Two-thirds of Gen Z respondents were only able to correctly answer 50% or less of the P-End Index questions of the study. About 40% of Baby Boomers and the Silent Generation answered more than 50% of the questions correctly, but the average is only 55%. The percentage of questions answered correctly by Gen X, Gen Y, and Gen Z was 49%, 48%, and 43%, respectively.

The P-Fin Index is an annual barometer created by the TIAA Institute and GFLEC to assess the financial literacy of the adult U.S. population, measuring knowledge and understanding of financial decision making and effective management of personal finances.
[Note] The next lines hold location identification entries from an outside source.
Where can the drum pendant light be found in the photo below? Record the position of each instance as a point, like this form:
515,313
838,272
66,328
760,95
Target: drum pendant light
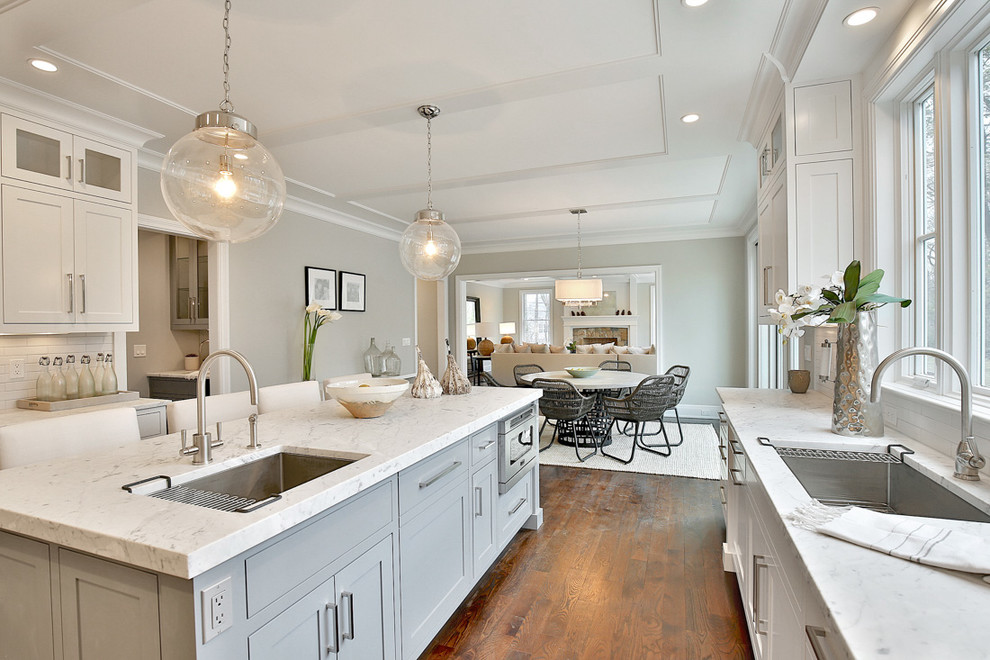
219,181
578,292
429,247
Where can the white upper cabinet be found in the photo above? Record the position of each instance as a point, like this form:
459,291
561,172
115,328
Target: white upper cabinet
47,156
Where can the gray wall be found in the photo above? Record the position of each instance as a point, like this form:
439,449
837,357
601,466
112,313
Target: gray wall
703,300
267,299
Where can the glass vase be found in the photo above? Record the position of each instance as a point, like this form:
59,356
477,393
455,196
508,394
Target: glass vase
856,359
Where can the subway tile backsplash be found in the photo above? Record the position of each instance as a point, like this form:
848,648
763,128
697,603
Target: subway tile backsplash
32,347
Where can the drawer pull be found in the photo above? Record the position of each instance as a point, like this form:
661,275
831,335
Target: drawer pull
331,612
732,473
432,480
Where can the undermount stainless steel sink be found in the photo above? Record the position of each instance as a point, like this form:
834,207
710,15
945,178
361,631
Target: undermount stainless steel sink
881,482
249,486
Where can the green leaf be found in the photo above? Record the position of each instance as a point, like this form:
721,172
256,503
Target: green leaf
844,313
831,296
851,280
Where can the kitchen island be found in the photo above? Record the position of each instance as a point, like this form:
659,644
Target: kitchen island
807,595
369,560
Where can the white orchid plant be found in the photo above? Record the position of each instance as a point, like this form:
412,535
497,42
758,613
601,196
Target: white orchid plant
313,318
836,302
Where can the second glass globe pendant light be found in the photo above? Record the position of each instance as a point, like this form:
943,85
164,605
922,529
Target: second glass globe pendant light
429,247
219,181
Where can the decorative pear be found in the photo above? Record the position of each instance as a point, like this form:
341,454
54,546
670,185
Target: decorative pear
425,386
454,381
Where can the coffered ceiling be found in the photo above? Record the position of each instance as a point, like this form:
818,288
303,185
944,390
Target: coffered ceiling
545,105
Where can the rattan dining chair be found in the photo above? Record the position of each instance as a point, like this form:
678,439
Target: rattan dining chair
680,374
524,370
647,403
563,403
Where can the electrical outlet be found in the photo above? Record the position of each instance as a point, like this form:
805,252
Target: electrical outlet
217,609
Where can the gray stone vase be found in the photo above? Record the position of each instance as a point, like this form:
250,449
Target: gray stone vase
856,360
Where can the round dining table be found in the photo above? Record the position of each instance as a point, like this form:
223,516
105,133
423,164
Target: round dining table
598,423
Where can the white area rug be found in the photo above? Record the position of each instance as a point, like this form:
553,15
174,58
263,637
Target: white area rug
697,457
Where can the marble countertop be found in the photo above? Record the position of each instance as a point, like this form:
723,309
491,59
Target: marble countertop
79,502
882,606
16,416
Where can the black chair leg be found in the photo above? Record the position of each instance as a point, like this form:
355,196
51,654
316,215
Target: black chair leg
624,461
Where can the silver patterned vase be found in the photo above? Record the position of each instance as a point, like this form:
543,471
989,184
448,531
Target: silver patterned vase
852,413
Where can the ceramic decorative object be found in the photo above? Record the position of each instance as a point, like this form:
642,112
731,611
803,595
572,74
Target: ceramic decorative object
798,380
425,386
856,359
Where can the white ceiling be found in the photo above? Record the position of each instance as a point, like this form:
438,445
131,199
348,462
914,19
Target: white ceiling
545,105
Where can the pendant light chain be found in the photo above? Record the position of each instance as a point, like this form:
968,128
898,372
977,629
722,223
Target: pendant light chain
226,105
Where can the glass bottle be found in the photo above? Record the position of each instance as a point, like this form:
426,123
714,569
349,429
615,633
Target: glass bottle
71,378
98,375
86,384
58,381
372,361
391,364
109,376
43,388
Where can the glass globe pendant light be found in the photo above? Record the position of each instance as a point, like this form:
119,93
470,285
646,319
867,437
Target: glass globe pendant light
429,247
219,181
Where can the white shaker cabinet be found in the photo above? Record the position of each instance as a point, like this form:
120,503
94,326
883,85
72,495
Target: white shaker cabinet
47,156
65,261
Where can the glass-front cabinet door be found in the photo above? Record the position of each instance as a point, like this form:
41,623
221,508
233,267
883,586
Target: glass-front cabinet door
190,284
40,154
It is based on responses to a 28-question survey covering eight areas:

1. Earnings: determinants of wages and net wages
2. Consume: budgets and expense management
3. Savings: factors that maximize accumulations
4. Investment: types of investment, risk and return
5. Loan / Debt management: relationship between loan characteristics and repayments
6. Insure: types of cover and how insurance works
7. Understand risk: understand uncertain financial results
8. Indispensable sources of information: recognize the appropriate sources and advice

Functional knowledge

According to the results, overall functional knowledge tends to be highest across generations in the areas of borrowing and saving. Financial literacy in these areas tends to be lower earlier in the life cycle, especially among Gen Z, the report notes. Among Gen Z, financial challenges tend to be more common among those who have never attended college (now or before) than current students and non-students who have attended college before.

On the other end of the spectrum, the study found that functional knowledge about insurance tends to be particularly low among Gen Zers and Millennials, showing the biggest gap with older generations. For Gen Z, this is the area with the lowest financial literacy, with an average of just 28% correct answers to questions.

Additionally, the P-Fin Index has consistently found that financial well-being is linked to financial literacy, a finding that applies to all five generations, the report notes. Interestingly, the differences in financial well-being between people with relatively high financial literacy and those with relatively low financial literacy tend to be more pronounced among Millennials.

Financial challenges

Even though Gen Z has the lowest levels of financial literacy, trends in financial well-being indicators show that Gen X faces the greatest financial challenges. According to the results, 28% of Gen X respondents say they have difficulty making ends meet in a typical month, which is far more than any other generation. In comparison, about 20% of Gen Z, Millennials, and Baby Boomers, and 11% of the Quiet Generation say they are struggling to make ends meet.

“These results indicate that individuals generally start in adulthood with low financial literacy and, although it increases over time, financial literacy nonetheless tends to remain low,” says Paul Yakoboski, senior economist at the TIAA Institute. . “In addition, financial well-being across generations tends to be more compromised among people with lower levels of financial literacy. “

Researchers suggest this is a problem at all stages of life, as important financial decision-making occurs at all stages of life, with retirement savings being just one example. . “New entrants to the workforce must decide if, when and how much to save for retirement in the face of competing needs, while retirees must decide on a strategy for spending their retirement savings when they cannot know how long or what they will live. future spending will emerge, ”the report observes.

That said, the economic uncertainty created by the COVID-19 pandemic has apparently underscored the need for Americans to improve their personal financial literacy, as 39% of survey respondents say they are now motivated to focus on their business. financial literacy. The study notes that this feeling is more common among younger generations, with Gen Z, Gen Y, and Gen X respondents reporting feeling the most focused, at 52%, 48% and 44%, respectively.

The 2021 wave of the P-Fin index went live in January 2021 with a nationally representative sample of over 3,000 adults, aged 18 and over; Gen Z respondents were oversampled when the survey was set up.